İş dünyası boğa piyasasına dönecektir. İkinci yarıdan itibaren işlerin açılacağını ve 2030’a hızla gideceğimizi düşünüyoruz” dedi. Sarıbekir, ambalaj sektörünün Türkiye’deki büyüklüğünün 25 milyar dolar olduğunu, sektörü 7 milyar doları aşan ihracatını 2030’da 10 milyar dolara çıkaracaklarını anlattı.
“2025’te de dişimizi sıkacağız”
2024 yılını değerlendiren ve 2025 yılı beklentilerini anlatan Zeki Sarıbekir, düzenlediği geleneksel basın toplantısında soruları yanıtladı. Geçen yıl için, sanayi genelinde olduğu gibi ambalaj özelinde de kazançların azaldığını ifade eden Sarıbekir, “Eski kazançlar yok. Enflasyon kadar artmayan kurlar kazançları daha da eritecek. Ama 2025’te dişimizi sıkıp kârsızlığı geçersek ralli başlar” diye konuştu.
Ucuz işçilik değil ucuz hammadde
İşçi maliyetleri artarken sanayinin rekabetçi olabilmesi için ucuz hammadeye ulaşması gerektiği belirten ASD Başkanı Sarıbekir, şu görüşleri dile getirdi: “Bu noktada Çin’i fırsata çevirebiliriz.
Herkes Çin’e gümrük vergisi koyuyor. Herkes vergi koyarken biz koymayalım. Hammadde alalım. İşleyelim satalım.
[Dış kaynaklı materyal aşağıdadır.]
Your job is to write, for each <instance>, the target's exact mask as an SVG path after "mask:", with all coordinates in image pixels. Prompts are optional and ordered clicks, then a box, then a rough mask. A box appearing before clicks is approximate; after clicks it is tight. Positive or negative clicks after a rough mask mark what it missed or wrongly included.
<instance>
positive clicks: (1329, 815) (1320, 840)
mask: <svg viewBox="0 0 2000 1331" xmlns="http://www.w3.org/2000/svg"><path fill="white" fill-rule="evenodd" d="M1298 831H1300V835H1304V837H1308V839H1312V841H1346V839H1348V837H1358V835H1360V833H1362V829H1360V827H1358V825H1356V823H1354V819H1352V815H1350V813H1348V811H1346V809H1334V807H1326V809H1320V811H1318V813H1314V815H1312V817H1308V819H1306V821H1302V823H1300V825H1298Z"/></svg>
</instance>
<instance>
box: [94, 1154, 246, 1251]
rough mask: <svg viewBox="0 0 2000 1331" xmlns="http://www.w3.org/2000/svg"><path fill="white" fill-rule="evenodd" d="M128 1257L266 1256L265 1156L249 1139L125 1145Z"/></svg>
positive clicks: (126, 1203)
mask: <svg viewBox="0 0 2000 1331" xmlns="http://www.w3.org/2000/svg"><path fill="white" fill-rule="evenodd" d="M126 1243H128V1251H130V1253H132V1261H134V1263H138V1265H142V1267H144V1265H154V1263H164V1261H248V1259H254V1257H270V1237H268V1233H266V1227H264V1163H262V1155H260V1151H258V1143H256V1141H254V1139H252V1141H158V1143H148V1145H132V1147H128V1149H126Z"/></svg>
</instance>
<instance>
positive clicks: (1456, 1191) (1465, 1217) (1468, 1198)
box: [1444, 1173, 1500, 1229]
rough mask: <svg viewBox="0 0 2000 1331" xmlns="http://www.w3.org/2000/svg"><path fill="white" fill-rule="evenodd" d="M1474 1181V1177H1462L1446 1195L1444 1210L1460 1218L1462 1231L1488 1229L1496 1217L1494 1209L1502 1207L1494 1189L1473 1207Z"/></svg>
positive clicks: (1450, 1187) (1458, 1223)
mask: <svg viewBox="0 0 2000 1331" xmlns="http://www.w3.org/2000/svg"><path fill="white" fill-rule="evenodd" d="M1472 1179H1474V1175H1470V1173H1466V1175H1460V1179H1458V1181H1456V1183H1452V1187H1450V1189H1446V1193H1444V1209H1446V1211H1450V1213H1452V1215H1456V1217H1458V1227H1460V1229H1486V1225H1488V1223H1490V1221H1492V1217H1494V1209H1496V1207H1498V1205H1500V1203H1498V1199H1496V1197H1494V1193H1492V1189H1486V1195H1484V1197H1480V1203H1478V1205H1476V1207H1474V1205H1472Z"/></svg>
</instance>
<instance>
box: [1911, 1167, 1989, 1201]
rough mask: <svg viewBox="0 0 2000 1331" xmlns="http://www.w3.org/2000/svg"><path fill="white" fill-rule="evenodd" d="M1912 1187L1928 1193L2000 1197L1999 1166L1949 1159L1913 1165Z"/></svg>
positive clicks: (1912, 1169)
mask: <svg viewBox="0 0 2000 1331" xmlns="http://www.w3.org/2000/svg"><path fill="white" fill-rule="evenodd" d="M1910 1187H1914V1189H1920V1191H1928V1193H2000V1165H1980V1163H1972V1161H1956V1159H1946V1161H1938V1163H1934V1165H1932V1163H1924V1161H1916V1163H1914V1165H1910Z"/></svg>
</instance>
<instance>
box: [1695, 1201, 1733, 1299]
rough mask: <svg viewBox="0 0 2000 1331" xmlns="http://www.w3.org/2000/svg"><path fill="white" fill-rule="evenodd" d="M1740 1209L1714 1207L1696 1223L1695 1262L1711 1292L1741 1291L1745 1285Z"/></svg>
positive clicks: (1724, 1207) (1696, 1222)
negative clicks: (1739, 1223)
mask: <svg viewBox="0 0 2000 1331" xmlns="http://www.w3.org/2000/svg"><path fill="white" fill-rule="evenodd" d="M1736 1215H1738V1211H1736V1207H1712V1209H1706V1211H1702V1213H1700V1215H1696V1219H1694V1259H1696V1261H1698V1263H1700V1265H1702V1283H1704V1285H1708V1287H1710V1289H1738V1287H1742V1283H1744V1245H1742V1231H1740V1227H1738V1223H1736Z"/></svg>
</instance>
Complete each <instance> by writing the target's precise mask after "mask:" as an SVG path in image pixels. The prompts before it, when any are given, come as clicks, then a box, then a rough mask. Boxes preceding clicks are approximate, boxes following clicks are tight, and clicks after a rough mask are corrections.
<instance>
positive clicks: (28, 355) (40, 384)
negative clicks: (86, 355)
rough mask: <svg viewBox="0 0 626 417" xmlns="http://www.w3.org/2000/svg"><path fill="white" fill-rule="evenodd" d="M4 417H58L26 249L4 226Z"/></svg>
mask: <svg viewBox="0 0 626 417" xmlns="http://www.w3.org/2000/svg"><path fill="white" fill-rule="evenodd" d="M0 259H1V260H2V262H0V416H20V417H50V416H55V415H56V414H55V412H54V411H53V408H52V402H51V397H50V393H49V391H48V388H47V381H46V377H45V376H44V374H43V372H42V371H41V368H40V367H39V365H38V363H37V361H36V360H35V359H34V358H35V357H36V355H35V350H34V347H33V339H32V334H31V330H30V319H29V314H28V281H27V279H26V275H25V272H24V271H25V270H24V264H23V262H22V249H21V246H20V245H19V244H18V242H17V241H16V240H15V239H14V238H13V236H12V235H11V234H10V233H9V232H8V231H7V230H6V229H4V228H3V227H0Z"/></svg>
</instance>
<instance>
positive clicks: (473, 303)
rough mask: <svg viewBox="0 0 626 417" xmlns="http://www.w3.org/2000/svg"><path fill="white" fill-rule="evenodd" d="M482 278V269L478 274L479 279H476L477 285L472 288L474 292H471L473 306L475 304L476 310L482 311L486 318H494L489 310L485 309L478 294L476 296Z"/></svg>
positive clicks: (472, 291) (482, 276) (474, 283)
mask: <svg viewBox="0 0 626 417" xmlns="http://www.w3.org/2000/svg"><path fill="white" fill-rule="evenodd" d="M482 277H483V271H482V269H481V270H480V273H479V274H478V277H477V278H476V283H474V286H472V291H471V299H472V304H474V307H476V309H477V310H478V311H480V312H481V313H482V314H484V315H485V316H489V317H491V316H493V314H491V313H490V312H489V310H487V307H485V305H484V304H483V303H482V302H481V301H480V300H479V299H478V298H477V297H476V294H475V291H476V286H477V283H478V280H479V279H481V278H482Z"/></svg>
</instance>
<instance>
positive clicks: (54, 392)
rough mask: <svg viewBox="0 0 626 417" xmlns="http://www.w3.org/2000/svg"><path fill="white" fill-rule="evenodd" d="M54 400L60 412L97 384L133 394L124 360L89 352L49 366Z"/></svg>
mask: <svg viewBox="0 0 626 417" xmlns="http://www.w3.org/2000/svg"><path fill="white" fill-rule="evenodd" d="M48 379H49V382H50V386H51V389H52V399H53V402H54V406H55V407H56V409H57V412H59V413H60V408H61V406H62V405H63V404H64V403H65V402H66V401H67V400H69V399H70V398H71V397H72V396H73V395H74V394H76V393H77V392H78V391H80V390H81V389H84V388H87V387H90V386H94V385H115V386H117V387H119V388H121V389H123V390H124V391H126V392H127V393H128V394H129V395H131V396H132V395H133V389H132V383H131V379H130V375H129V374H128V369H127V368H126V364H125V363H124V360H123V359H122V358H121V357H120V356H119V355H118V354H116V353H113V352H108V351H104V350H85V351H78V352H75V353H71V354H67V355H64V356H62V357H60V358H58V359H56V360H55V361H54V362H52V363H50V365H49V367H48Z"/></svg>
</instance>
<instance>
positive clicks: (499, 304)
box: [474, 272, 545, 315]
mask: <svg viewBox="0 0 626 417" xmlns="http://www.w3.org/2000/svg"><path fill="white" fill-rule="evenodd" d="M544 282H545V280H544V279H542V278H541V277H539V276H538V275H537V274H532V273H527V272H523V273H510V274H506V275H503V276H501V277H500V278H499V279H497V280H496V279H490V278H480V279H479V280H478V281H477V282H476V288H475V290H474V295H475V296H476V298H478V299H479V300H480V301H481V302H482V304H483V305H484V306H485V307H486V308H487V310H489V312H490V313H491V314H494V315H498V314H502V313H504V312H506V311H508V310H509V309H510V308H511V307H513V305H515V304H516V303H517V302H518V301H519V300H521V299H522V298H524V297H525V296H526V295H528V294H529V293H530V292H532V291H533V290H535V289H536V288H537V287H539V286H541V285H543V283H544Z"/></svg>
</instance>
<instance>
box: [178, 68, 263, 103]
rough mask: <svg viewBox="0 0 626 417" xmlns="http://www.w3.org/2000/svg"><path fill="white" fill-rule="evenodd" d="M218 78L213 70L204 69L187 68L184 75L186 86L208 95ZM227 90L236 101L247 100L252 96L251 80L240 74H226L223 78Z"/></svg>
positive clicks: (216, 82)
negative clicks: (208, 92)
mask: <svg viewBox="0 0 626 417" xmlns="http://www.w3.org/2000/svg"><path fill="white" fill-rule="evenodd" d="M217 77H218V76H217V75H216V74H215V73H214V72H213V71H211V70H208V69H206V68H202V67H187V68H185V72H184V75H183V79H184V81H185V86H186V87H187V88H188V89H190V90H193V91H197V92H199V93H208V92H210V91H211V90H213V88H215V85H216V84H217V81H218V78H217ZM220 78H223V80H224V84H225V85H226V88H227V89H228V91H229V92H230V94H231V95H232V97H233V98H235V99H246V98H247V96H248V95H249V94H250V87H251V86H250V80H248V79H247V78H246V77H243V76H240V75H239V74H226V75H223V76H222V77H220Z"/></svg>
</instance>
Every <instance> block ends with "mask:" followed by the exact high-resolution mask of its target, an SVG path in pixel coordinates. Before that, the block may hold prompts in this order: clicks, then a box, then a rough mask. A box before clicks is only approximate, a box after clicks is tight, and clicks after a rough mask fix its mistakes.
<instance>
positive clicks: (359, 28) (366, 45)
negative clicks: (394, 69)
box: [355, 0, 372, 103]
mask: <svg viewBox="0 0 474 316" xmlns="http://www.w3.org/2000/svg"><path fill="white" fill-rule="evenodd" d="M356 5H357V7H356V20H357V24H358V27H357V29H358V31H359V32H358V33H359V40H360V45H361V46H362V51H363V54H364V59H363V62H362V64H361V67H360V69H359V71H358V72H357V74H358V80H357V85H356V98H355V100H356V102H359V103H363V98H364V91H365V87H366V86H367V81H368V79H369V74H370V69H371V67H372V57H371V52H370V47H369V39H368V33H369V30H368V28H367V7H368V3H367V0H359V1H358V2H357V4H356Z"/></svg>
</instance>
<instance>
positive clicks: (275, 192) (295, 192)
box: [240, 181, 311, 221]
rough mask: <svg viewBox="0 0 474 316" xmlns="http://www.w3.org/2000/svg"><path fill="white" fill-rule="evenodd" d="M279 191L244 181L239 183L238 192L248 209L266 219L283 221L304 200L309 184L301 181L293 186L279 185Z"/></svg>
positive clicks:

Örneğin paslanmaz, üretici Çin’den ucuz alsın, işlesin, satsın. Kaç kişi çalışıyor hammaddecide, kaç kişi çalışıyor imalatta? Önemli olan markalı bitmiş ürün. Hammadde özelinde gümrük vergilerine ve anti-dampinglere karşıyım.
Ambalajın hammaddelerinden biri plastik. Petkim yüzde 13’ü karşılıyor. Petkim nasıl olsa içeride satar. Çin’den de ucuz hammaddeyi alalım, ürün yapalım. Yine demir-çelikte de öyle. Mısır, Çin hammaddesini kullanıyor. Madem işçilik artıyor, en azından hammaddeyi ucuza alarak rekabet edelim. Böyle yaparsak 100 milyar dolar daha ihracat yaparız.”
Yeni hedeflerinin Suriye pazarı olduğunu belirten Sarıbekir, Adana’dan Antep’e kadar o bölgedeki sanayiciler yarım günde ürünlerini gönderebilecekler” dedi.
“Konkordato yok, ama 1 yıl daha böyle giderse duyarız”
Zeki Sarıbekir, Avrupa’nın durgunluktan çıkmasıyla ihracatın hızlanacağına işaret ederek, “Geleceğimiz Avrupa’da” diye konuştu. Sarıbekir’e, sanayide son dönemde çok fazla konkordato ve iflas haberleri geldiğini hatırlattığımızda, “Konkordato küçüklerde var ama az sayıda. Büyüklerde duymadık. Ama bir sene daha böyle giderse duyarız” bilgilerini paylaştı.
Ambalaj tedariğinde “just-in time”ın çok önemli olduğunu vurgulayan Sarıbekir, “Herkes büyük pazarlara, yakınlara gelelim, derdinde. Çin’de bunu yapıyor. İki hafta önce Çin’deydim. Çin gümbür gümbür geliyor. Eskiden Çin’e gittiğimizde Avrupalı araçlar vardı. Artık kendi elektrikli araçlarına döndüler Keşke İstanbul’da da araçlar elektrikli olsa da karbon salınımı olmasa” mesajları verdi.